К последнему заключению вынуждают нас наблюдения над третьей стадией, т. к. там во многих случаях мы даже опытным психиатрическим глазом не можем распознать каких – либо грубых анормальностей в «совести здоровья» (Gesundheitsgewissen). Это обстоятельство требует как раз особенного внимания, так как оно дает, видимо, вновь достаточную опору для допущения совершенно внесознательных моментов в происхождении симптомов. Но здесь – то опыт с рефлексом и показывает нам блестящим образом не только, что возможно это парадоксальное психическое сочетание симптомов: прямое участие воли в рефлекторном процессе и тем не менее нетвердое самовосприятие этого волевого участия, но показывает, и каким образом оно получается. Ибо не грубая, стремящаяся к определенной цели симуляция поддерживает в первую очередь рефлекторный процесс – последняя скорее его разрушает, – но как раз присоединение слабых диффузных волевых раздражений, не столько разумно продуманное, сколько импульсивно смутное воздействие на рефлексе в стадии переутомления или усталости от перераздражения. И эти уже без тога слабые волевые импульсы могут в соответствующих случаях, как мы видели, стираться для субъекта почти до неузнаваемости из-за соперничества самовосприятий в отдельных фазах рефлекторного течения.

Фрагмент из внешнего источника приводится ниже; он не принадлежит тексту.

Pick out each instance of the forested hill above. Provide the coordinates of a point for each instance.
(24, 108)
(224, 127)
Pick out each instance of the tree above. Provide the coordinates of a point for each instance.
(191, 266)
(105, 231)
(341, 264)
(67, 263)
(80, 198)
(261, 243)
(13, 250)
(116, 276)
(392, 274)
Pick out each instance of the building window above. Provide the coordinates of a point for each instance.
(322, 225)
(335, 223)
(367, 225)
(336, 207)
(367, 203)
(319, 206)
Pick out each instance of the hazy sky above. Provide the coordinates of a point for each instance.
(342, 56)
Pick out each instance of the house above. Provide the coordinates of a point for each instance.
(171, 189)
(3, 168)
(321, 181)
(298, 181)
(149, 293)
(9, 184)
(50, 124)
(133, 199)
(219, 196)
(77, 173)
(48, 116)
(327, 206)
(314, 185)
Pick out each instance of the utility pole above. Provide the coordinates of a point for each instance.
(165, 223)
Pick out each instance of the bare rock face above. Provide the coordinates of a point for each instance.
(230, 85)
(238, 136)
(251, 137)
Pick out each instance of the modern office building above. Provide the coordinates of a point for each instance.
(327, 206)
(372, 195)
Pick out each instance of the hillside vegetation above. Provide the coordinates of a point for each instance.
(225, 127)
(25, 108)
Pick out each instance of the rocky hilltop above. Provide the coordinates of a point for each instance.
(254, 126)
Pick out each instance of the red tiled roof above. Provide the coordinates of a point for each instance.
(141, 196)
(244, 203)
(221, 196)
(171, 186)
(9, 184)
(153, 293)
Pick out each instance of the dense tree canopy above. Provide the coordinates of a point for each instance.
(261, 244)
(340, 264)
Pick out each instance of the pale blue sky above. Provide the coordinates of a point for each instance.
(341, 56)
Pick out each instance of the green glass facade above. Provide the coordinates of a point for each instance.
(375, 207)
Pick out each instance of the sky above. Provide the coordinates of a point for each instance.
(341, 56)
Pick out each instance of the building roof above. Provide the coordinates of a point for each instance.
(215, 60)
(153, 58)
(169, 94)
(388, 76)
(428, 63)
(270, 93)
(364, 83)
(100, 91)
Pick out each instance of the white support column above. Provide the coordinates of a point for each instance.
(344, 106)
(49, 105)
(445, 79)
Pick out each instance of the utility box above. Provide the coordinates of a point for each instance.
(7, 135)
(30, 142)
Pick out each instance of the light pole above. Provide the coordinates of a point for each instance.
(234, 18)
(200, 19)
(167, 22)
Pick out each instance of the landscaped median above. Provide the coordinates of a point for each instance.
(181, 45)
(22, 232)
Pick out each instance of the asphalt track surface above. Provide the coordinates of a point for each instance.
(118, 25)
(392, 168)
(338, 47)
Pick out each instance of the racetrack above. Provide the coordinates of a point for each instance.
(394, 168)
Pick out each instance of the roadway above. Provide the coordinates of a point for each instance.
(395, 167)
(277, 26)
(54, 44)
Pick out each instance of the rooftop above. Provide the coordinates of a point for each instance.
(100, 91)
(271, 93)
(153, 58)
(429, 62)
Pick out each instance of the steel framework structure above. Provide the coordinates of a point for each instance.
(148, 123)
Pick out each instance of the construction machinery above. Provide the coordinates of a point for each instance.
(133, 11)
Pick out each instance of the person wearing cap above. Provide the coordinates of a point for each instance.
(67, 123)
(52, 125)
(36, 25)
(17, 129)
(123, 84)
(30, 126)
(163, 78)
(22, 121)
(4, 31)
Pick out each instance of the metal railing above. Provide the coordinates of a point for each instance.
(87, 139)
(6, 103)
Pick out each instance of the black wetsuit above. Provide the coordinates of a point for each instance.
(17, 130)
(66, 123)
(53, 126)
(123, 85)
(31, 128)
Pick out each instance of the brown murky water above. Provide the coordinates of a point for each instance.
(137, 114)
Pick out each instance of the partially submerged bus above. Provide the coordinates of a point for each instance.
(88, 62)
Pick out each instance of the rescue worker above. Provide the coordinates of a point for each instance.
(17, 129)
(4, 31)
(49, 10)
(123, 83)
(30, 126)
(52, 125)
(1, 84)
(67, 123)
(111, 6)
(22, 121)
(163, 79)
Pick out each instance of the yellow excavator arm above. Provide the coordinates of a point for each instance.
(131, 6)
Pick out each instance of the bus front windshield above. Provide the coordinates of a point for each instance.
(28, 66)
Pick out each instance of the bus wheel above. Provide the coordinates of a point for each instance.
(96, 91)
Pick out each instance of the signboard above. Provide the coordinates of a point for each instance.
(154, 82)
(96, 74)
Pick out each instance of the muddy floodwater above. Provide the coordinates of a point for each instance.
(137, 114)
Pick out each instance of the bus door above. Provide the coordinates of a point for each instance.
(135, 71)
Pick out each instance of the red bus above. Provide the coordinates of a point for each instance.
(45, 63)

Если мы обратим внимание на то, какой непостоянной величиной является для самовосприятия волевое участие субъекта в образовании симптомов во второй стадии, то мы поймем в свою очередь, не обращаясь к вспомогательной гипотезе загадочных внесознательных механизмов, что еще больше отношения между личностью и явлением дрожания искажаются в третьей стадии из-за преобразующего влияния времени.